Redundancy pay. If you make a role redundant, the NES prescribes a scale of severance based on years of continuous service. Small business employers (fewer than 15 employees) are exempt from this scale, but most startups will pass that threshold as they grow. Plan for it.

Notice periods, personal leave, parental leave, and flexible working requests are also covered by the NES. These apply whether or not you have an enterprise agreement or a registered award.

Most startup employees will also be covered by a Modern Award — the award that applies depends on the industry and the role. Awards set minimum pay rates and conditions. Misclassifying a role as above-award or missing the correct award classification is one of the most common compliance failures in early-stage businesses.

Employment classification: employees versus contractors

Startups frequently engage contractors to keep payroll lean. The distinction matters enormously. The ATO and Fair Work apply a multi-factor test to determine whether a worker is genuinely a contractor or a disguised employee.

Getting this wrong exposes the business to back-payment of entitlements, superannuation obligations (the SG can apply to certain contractors), and PAYG withholding liability. Recent court decisions and legislative changes have tightened the definition of employment in Australia. If you are uncertain, get a classification review done before the engagement starts, not after a dispute arises.
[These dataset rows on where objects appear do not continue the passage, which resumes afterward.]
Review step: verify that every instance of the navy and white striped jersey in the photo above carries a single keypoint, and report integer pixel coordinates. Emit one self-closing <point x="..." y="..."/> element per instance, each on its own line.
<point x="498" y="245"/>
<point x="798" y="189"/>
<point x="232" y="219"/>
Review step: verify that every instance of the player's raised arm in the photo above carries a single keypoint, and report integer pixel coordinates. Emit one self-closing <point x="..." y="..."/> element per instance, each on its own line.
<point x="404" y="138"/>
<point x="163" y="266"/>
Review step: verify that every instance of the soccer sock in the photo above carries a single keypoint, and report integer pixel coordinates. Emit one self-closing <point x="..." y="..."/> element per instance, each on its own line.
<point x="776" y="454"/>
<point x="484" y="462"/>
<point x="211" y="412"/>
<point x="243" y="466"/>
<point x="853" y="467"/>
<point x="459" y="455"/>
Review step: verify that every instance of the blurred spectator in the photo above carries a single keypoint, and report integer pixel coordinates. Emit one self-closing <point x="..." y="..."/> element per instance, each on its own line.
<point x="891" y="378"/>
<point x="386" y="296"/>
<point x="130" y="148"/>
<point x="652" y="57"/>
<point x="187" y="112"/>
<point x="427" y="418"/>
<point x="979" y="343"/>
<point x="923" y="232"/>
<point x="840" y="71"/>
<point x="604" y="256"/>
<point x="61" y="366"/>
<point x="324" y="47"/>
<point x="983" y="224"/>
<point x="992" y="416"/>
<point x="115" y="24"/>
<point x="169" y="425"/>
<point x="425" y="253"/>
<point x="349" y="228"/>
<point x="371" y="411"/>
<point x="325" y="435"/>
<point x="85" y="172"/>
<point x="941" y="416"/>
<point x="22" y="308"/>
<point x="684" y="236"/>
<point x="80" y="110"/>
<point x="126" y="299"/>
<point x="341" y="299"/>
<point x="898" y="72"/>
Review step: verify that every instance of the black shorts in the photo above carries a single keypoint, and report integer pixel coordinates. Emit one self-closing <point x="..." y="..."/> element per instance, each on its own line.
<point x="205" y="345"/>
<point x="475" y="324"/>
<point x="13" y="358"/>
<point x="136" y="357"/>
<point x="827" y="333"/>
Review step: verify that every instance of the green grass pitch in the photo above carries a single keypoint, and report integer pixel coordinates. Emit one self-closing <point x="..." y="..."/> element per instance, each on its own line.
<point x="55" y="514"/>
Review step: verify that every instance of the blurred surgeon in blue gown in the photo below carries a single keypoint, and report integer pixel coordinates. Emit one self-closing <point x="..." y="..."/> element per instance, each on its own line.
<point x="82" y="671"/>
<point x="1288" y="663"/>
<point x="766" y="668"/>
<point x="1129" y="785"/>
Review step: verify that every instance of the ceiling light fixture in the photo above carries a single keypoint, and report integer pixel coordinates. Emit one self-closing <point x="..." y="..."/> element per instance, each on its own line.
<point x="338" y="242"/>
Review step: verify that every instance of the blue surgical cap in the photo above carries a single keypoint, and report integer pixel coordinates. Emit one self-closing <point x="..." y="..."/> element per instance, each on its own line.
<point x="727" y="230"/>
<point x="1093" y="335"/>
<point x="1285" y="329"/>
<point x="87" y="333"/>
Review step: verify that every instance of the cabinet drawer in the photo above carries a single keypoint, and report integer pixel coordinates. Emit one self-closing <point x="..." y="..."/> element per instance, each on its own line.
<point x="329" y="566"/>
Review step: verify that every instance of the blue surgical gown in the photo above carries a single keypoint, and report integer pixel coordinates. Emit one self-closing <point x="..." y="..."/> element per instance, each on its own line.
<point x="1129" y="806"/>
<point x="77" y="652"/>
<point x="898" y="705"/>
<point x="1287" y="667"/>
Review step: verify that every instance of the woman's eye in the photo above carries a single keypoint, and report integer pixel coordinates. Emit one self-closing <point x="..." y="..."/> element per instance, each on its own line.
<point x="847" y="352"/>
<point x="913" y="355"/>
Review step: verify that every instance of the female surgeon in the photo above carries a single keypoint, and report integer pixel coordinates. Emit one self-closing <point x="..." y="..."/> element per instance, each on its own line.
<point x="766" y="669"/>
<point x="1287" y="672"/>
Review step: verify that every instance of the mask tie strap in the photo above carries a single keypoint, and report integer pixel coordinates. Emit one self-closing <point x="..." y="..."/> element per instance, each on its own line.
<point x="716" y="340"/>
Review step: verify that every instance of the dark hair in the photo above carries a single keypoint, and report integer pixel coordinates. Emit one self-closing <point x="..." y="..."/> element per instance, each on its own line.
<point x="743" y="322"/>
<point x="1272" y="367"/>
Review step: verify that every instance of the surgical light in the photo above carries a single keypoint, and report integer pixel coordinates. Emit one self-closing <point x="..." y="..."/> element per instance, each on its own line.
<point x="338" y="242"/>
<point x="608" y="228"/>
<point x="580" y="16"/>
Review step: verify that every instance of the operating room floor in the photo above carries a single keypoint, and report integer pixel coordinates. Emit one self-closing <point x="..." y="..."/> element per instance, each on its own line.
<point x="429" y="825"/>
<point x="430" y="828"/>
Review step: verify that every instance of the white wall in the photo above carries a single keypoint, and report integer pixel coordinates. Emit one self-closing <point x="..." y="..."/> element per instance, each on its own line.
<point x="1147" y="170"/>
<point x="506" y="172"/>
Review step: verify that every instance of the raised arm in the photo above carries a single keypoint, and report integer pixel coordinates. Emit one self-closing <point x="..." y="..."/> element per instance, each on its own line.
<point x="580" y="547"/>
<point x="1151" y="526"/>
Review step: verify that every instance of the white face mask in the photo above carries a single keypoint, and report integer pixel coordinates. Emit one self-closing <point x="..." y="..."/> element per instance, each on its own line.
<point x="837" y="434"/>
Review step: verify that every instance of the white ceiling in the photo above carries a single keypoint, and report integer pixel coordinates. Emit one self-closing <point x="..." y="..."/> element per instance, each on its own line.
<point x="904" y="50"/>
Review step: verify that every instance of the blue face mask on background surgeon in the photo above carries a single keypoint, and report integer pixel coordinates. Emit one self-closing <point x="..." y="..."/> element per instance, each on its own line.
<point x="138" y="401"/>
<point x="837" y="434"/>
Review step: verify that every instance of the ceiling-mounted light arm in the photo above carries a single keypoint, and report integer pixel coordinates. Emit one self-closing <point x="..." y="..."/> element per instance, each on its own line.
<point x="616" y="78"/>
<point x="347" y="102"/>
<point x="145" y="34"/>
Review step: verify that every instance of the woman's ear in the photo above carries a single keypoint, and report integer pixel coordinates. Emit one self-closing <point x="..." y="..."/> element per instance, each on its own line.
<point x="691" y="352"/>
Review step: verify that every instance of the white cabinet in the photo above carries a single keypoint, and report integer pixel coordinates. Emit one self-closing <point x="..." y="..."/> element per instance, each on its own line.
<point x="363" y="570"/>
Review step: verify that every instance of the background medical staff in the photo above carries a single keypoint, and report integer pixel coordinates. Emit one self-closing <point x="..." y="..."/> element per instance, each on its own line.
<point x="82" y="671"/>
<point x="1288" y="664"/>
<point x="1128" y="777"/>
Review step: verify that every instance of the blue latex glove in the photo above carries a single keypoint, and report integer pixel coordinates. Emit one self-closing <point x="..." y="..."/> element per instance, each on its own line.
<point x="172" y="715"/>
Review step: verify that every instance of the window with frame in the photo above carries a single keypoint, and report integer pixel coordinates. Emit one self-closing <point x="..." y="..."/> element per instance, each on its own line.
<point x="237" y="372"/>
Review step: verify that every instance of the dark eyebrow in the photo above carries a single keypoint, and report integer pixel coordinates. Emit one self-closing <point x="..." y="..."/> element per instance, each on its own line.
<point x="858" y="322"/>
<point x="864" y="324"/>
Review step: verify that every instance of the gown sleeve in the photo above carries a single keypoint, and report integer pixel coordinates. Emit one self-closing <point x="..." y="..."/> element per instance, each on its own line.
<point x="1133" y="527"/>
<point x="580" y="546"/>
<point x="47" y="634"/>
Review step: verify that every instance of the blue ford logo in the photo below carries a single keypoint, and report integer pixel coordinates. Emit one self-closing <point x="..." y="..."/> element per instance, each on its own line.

For startups hiring across multiple countries, managing different classification rules simultaneously adds significant complexity — how Mellow runs payroll across six countries on one platform covers how that works in practice.

Keeping records

The Fair Work Act requires you to keep employee records for seven years. This includes pay records, leave records, hours worked, and superannuation contribution details. These must be available for inspection if requested. Modern payroll software maintains most of this automatically, but verify that your system captures all required fields from the start.